A few less screws here and a few less wires there might not seem like that big an improvement, but every process control engineer and technician knows they can mean a lot less labor and expense—or a lot more if efficient materials and methods aren't used.
Such is the potential of DeltaV Characterization Module (Charms) I/O cards (CIOCs) for electronic marshalling unveiled this week at the Emerson Global Users Exchange in Orlando, Fla. The company began taking orders for Charms I/O cards in September and will begin shipping in mid-2010.
"Traditionally, wires and signals coming in from the field are screwed to a terminal strip in a marshalling cabinet and then cross-wired on the back side from the strip to I/O points on the controller card," said Andre Dicaire, DeltaV's product manager. "This meant three sets of screws—one to land on the strip, another to wire to the I/O card and a third to hook the I/O card to the controller terminal. This was convenient for controls manufacturers, but it's very hard on the users. So we recently asked ourselves, ‘What if we landed the field wiring on the strip and did the analog-to-digital converting right there with a single-channel I/O card, and then come out with a digital signal that could go right from the I/O card to a cloud of controllers. That would eliminate two-thirds of the physical connections that users usually have to do."
This was the initial idea for Charms I/O cards. However, it was only recently that analog-to-digital (A/D) technologies became small and affordable enough to make one-channel I/O cards practical. "Traditional I/O cards do signal interface and communication bus functions together, but we split them," explained Dicaire. "This means a Charms I/O card can sit on the strip, collect individual signals and immediately distribute them to the controllers. Besides functioning as a signal converter or interface, Charms I/O cards also allow I/O signals to be sent to up to four different controllers. So if you need to change to another controller, you can just specify it without having to rewire to a different controller or add more cards."

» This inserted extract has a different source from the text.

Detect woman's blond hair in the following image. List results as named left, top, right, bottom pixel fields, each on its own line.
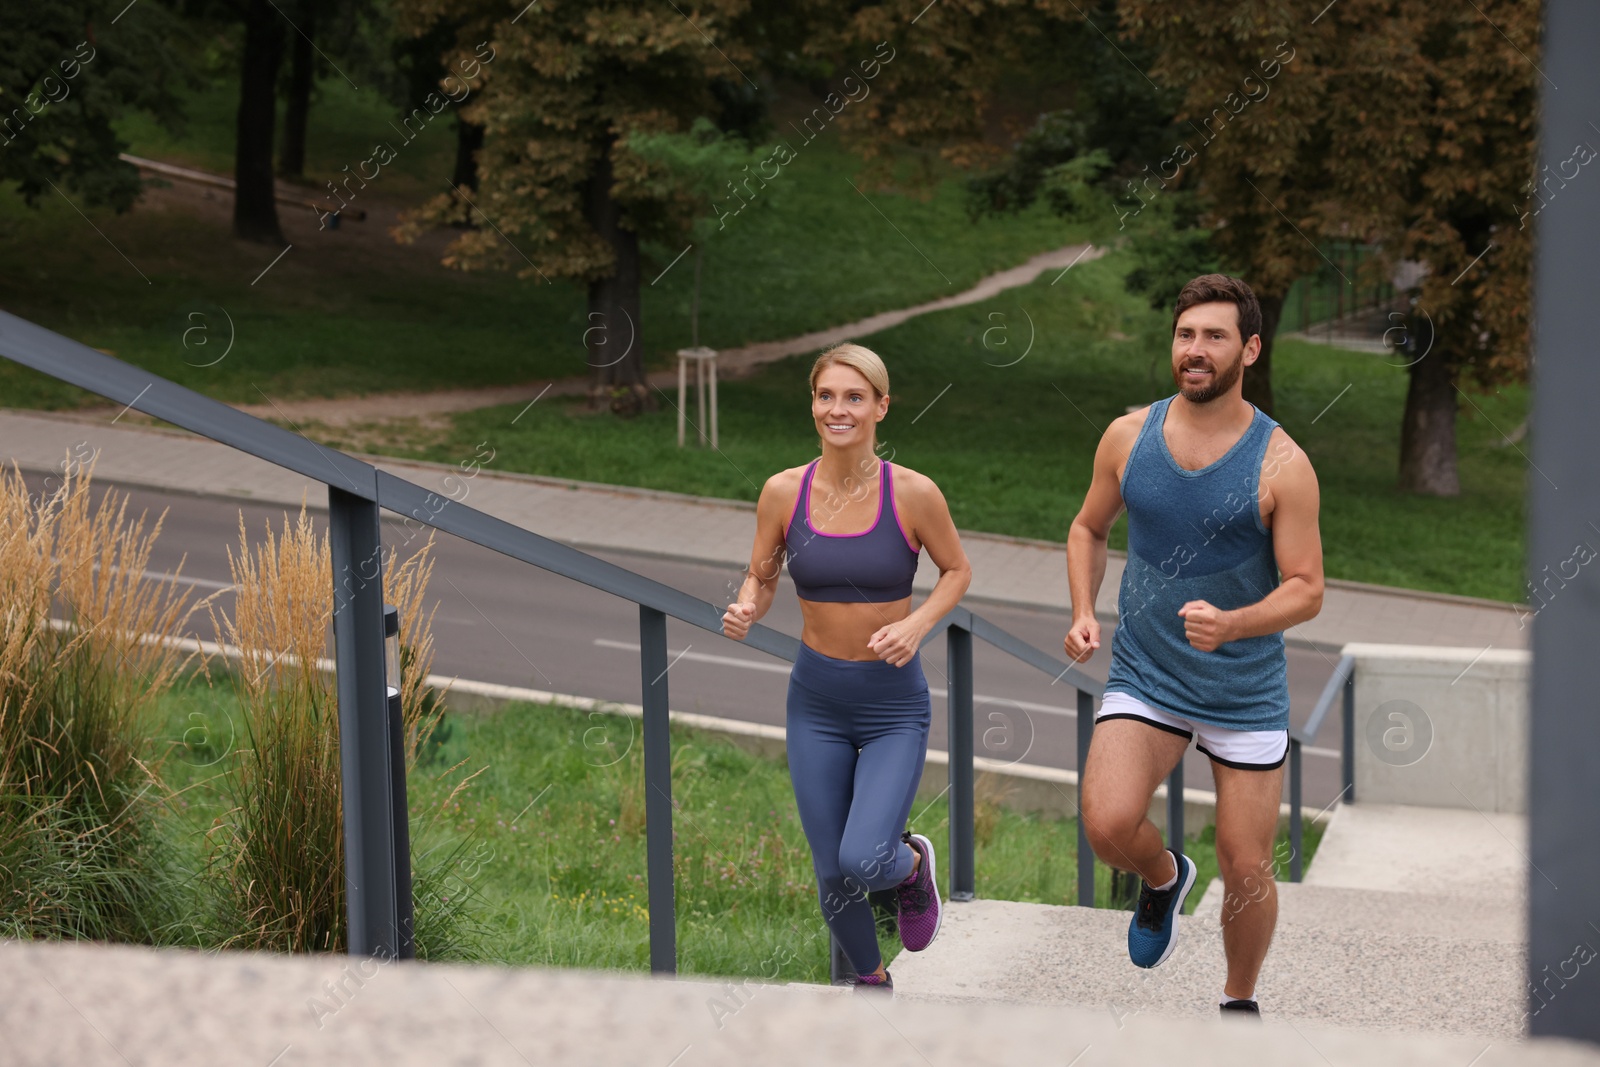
left=809, top=343, right=890, bottom=399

Unfortunately, the risk of over- or under-loaded controllers meant that users didn't just have to buy too many controllers, but they also had to find added space for them and their associated I/O devices.
"Users can just land their multi-core cables in order, each signal tells what it is, and so the users can simply insert a Charm I/O card for that signal type, whether it's analog, digital, input or output," said Dicaire. "It doesn't matter what a device is because there's an appropriate Charms module that can take its signal, convert it and put in on the bus. For example, if a user already has a mix of signals, but wants to add their first RTD, then they can just wire it in, plug in the right Charm module, and they're done."
In general, Charms I/O cards mean users don't have to rewire their I/O nearly as much, don't have to buy as many I/O cards, and don't need to manually reassign I/O to different controllers. "Now, it can be just a quick point and click. Users can reassign up to 50 signals in a matter of seconds. This used to be a three- or four-day job," said Dicaire.
Another key feature of Charms I/O cards is they also have a HART channel and model that comply with the new HART 7 protocol. "This means users can pull and update their HART data in about 0.5 seconds, instead of the 5-6 seconds that it used to require," added Dicaire.
Charms I/O cards also comply with DeltaV Version 11 and will comply with its future versions. "Charms I/O cards change the game because of the huge amounts time they can save for users," said Dicaire. "For example, some users could cut their wiring time in half. The need for many wiring changes, especially late wiring changes, will effectively go away. This could enable some users to commission their applications one or two months earlier.